Les principales dispositions
    La loi a pour objet principal de transposer en droit français la directive européenne du 22 mai 2012 relative au droit à l'information dans le cadre des procédures pénales, transposition qui devait être effectuée avant le 2 juin 2014.

    Elle crée le statut de « suspect libre » qui s'applique aux auditions de personnes suspectées et ne faisant pas l'objet d'une garde à vue (art. 1er ajoutant l'article 61-1 dans le code de procédure pénale). L'audition d'un « suspect libre » ne peut débuter qu'après que la personne à l'égard de laquelle il existe des raisons plausibles de soupçonner qu'elle a commis ou tenté de commettre une infraction a été informée : de la qualification, de la date et du lieu présumés de l'infraction qu'elle est soupçonnée d'avoir commise ou tenté de commettre ; du droit de quitter à tout moment les locaux où elle est entendue ; du droit de faire des déclarations, de répondre aux questions ou de se taire ; le cas échéant, du droit d'être assistée par un interprète ; de la possibilité de bénéficier, le cas échéant gratuitement, de conseils juridiques dans une structure d'accès au droit ; si l'infraction pour laquelle elle est entendue est un crime ou un délit puni d'une peine d'emprisonnement, du droit d'être assistée par un avocat ; de la possibilité de bénéficier, le cas échéant gratuitement, de conseils juridiques dans une structure d'accès au droit.

    Elle reconnaît le droit pour la victime d'être assistée par un avocat dans le cadre d'une confrontation avec un suspect entendu librement (art. 2 insérant l'article 61-2 dans le code de procédure pénale, entrée en vigueur le 1er janvier 2015).

    Elle supprime la possibilité de prolonger le délai de garde à vue de 48 à 96 heures en cas de délit d'escroquerie en bande organisée ainsi que de recel, de blanchiment ou d'association de malfaiteurs en vue de commettre ce délit (art. 4 complétant l'article 706-88 du CPP). Il en va cependant autrement en cas d'atteinte à la sécurité, à la dignité ou à la vie des personnes ou aux intérêts fondamentaux de la nation ou si l'un des faits constitutifs de l'infraction a été commis hors du territoire national.

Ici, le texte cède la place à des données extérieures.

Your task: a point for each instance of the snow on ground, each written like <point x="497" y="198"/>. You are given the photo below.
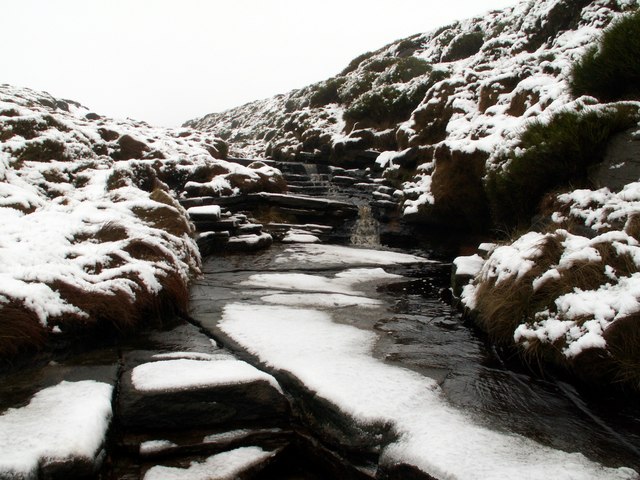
<point x="223" y="466"/>
<point x="342" y="283"/>
<point x="335" y="361"/>
<point x="155" y="446"/>
<point x="88" y="207"/>
<point x="185" y="374"/>
<point x="468" y="265"/>
<point x="484" y="98"/>
<point x="61" y="423"/>
<point x="576" y="320"/>
<point x="295" y="235"/>
<point x="321" y="300"/>
<point x="338" y="255"/>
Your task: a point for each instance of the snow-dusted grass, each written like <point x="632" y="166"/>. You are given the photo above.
<point x="335" y="362"/>
<point x="552" y="154"/>
<point x="93" y="236"/>
<point x="224" y="466"/>
<point x="611" y="70"/>
<point x="63" y="423"/>
<point x="185" y="374"/>
<point x="565" y="298"/>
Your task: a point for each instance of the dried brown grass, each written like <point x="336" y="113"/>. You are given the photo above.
<point x="20" y="330"/>
<point x="623" y="345"/>
<point x="164" y="217"/>
<point x="502" y="307"/>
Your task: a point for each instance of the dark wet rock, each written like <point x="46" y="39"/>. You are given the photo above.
<point x="249" y="243"/>
<point x="621" y="164"/>
<point x="198" y="406"/>
<point x="250" y="470"/>
<point x="129" y="147"/>
<point x="17" y="390"/>
<point x="202" y="442"/>
<point x="108" y="135"/>
<point x="402" y="471"/>
<point x="212" y="242"/>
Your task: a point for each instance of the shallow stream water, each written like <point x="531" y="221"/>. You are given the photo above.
<point x="419" y="331"/>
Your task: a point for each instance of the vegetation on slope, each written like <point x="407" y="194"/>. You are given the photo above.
<point x="93" y="236"/>
<point x="610" y="70"/>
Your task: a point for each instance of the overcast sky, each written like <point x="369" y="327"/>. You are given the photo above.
<point x="167" y="61"/>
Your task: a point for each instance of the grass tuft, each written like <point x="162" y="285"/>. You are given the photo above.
<point x="610" y="70"/>
<point x="550" y="156"/>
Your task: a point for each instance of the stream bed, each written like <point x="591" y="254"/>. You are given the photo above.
<point x="385" y="374"/>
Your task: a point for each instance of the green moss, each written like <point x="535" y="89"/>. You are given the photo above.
<point x="550" y="156"/>
<point x="355" y="63"/>
<point x="405" y="69"/>
<point x="377" y="106"/>
<point x="326" y="92"/>
<point x="379" y="65"/>
<point x="355" y="87"/>
<point x="611" y="69"/>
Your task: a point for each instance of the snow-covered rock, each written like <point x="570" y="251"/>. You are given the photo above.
<point x="92" y="229"/>
<point x="61" y="432"/>
<point x="452" y="100"/>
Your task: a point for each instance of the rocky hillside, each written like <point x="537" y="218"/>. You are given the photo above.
<point x="93" y="235"/>
<point x="439" y="111"/>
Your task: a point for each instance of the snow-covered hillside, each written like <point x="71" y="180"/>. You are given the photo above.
<point x="484" y="124"/>
<point x="450" y="103"/>
<point x="92" y="232"/>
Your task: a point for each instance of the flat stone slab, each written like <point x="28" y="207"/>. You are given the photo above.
<point x="59" y="433"/>
<point x="205" y="212"/>
<point x="243" y="462"/>
<point x="198" y="391"/>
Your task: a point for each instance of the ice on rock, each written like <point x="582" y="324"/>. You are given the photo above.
<point x="335" y="361"/>
<point x="62" y="423"/>
<point x="186" y="374"/>
<point x="223" y="466"/>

    Elle prévoit la remise à toute personne suspectée ou poursuivie qui est privée de liberté d'un document écrit récapitulant l'ensemble de ses droits (art. 5 complétant le code de procédure pénale par un article 803-6). Ce document devra être rédigé en termes simples et accessibles, et dans une langue que la personne comprend. La personne est autorisée à conserver ce document pendant toute la durée de sa privation de liberté. Les droits récapitulés sont : 1° Le droit d'être informée de la qualification, de la date et du lieu de l'infraction qui lui est reprochée ; 2° Le droit, lors des auditions ou interrogatoires, de faire des déclarations, de répondre aux questions qui lui sont posées ou de se taire ; 3° Le droit à l'assistance d'un avocat ; 4° Le droit à l'interprétation et à la traduction ; 5° Le droit d'accès aux pièces du dossier ; 6° Le droit qu'au moins un tiers ainsi que, le cas échéant, les autorités consulaires du pays dont elle est ressortissante soient informés de la mesure privative de liberté dont elle fait l'objet ; 7° Le droit d'être examinée par un médecin ; 8° Le nombre maximal d'heures ou de jours pendant lesquels elle peut être privée de liberté avant de comparaître devant une autorité judiciaire ; 9° Le droit de connaître les modalités de contestation de la légalité de l'arrestation, d'obtenir un réexamen de sa privation de liberté ou de demander sa mise en liberté.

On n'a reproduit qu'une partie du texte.